What is stock picking?
Stock picking is personally searching the stock market for suitable companies to invest in, it can be like hunting for a needle in a haystack, even for those using software programs and trading algorithms.
The Pitfalls of Stock Picking
You may have done some research on a specific company and, at least on paper, it seems to stack up. It could be a large, well-known company, whose share price has risen over time. It also has a record of paying out dividends.
Or maybe you have your eyes on a smaller company that you’ve heard about on the grapevine, which supposedly has lots of growth potential. So how do you really know that any company you’re planning to invest in is a worthwhile investment?
What factors are you taking into account as part of your investment decision-making process? There are many factors that contribute to an individual company’s share price, ranging from its own operational performance and management to broader market, sector, economic, and political influences
Even stock market trading professionals, such as stockbroking analysts and portfolio managers, don’t always hit the mark in their own detailed research on which companies to buy or sell.
Factors beyond a company’s control are usually to blame for this.
A recent report by S&P Dow Jones Indices, which evaluated the returns of 936 Australian equity funds over the first half of 2021, found about half of the funds had underperformed the market index they use to measure their investment performance.
The SPIVA Australia Scorecard also found that for longer measured periods (five and 10 years), about 80 per cent of actively managed funds failed to outperform their benchmark index measure.
In addition, almost 55 per cent of international equity funds failed to beat their benchmark index measure over the first half of 2021. Over five and 10-year periods that underperformance figure is closer to 90 per cent.
In a bid to find individual companies that hopefully will deliver them good returns, some investors are turning to paid technology solutions in the form of off-the-shelf computer software programs.
These software programs generally use mathematical algorithms to track stock market trading data, and in some cases other financial data, to identify companies that may have short-term share price growth potential.
They could be companies whose share prices have fallen below their average trading level over a certain period of time, for example over a month, a quarter or a year.
In effect, investors using software programs to try and time when to buy or sell a company’s shares are taking a big risk.
Let’s say a company is currently about 10 per cent below its average trading level in 2021. Based on that data, some stock market software programs will identify that company as a buying opportunity.
But there are likely to be range of reasons why the company’s share price is trading lower.
A company’s historical share price performance has little or no bearing on its future performance.
Rather than recover lost ground, a company’s share price that has fallen over a period of time may continue to fall.
Buying the market
That’s why, rather than hunting for company needles in market haystacks, and even trying to beat the returns of investment professionals by using stock market software systems, more investors are buying managed funds that track the returns of a total market.
They’re doing this by using index-tracking exchange traded funds (ETFs) and managed funds to capture the return of indexes.
Indexes are essentially the benchmarks against which all investment returns are ultimately measured.
For example, while an Australian company’s share price or a superannuation fund’s return may have risen by 20 per cent over the last year, it will have underperformed the 31 per cent gain by the broader Australian market measured by the S&P/ASX 300 Index.
Rather than trying to guess which investments will outperform in the future, index fund managers replicate a particular market or sector.
This means they invest in all or most of the securities in an index that corresponds with the investment purpose of the fund.
There are multiple benefits in using index funds, most notably diversification, because they invest in all or a representative basket of the securities that are included in an index.
This reduces your risk by leaving your portfolio less exposed to the ups and downs of single investments or a smaller number of investment holdings.
By investing in a range of index funds, you can diversify your portfolio across different industries and securities, both in Australia and overseas.

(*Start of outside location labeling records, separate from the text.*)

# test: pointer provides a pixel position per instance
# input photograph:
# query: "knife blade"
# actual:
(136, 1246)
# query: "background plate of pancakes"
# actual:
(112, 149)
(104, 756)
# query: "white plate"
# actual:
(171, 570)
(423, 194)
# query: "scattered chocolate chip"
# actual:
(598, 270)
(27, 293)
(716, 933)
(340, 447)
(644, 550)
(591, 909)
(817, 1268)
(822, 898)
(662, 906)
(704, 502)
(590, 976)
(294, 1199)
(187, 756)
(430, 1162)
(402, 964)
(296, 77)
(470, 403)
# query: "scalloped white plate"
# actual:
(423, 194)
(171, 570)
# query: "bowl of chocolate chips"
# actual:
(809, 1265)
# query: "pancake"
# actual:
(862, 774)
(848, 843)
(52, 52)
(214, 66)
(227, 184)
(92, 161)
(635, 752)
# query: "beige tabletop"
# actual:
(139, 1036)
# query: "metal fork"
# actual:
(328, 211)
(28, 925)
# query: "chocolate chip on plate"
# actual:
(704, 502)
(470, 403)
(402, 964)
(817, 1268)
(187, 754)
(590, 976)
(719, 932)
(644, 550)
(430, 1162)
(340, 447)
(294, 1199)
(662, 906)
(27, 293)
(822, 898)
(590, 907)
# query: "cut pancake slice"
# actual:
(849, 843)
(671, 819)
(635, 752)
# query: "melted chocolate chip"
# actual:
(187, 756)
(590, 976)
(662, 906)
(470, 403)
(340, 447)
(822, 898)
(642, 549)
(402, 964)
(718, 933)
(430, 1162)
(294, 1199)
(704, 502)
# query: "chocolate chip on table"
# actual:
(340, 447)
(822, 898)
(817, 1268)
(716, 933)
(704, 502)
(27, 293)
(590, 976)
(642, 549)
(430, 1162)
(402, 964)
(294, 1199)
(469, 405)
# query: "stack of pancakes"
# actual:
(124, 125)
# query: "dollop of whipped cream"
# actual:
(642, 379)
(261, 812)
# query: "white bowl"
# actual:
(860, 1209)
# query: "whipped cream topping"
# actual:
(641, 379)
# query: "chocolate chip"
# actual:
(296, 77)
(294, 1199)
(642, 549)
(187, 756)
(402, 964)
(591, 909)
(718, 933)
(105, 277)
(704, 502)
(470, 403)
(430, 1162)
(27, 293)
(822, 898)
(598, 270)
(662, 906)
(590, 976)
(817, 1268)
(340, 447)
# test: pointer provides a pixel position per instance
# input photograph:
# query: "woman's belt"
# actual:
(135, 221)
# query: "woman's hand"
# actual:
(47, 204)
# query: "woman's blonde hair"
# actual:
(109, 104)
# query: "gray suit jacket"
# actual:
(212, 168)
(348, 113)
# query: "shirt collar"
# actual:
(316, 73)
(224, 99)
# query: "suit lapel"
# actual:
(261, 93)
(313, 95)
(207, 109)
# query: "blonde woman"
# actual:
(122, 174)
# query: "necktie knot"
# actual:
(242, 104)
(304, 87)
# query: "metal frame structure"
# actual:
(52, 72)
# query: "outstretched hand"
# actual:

With a broad range of assets in your portfolio, returns from better performing assets can help compensate those not performing so well.
Another key benefit of index funds is cost. Index funds use a buy-and-hold approach, which means their fund managers generally trade securities less frequently than managers who try and outperform the market.
Trading less frequently reduces brokerage, commissions, and other trading expenses.
Also, by tracking the performance of an index, index funds essentially rely on a repeatable investment process allowing for cost efficiencies. Therefore, they don’t have to hire highly paid research teams to analyse and choose securities.
Indexing’s buy-and-hold approach is a low-cost way to tap into the long-term returns generated by investment markets.
As demonstrated by the strong investment markets rebounds from last year’s COVID lows, investors using index funds to gain broad exposure to the Australian share market and international markets have been well rewarded to date.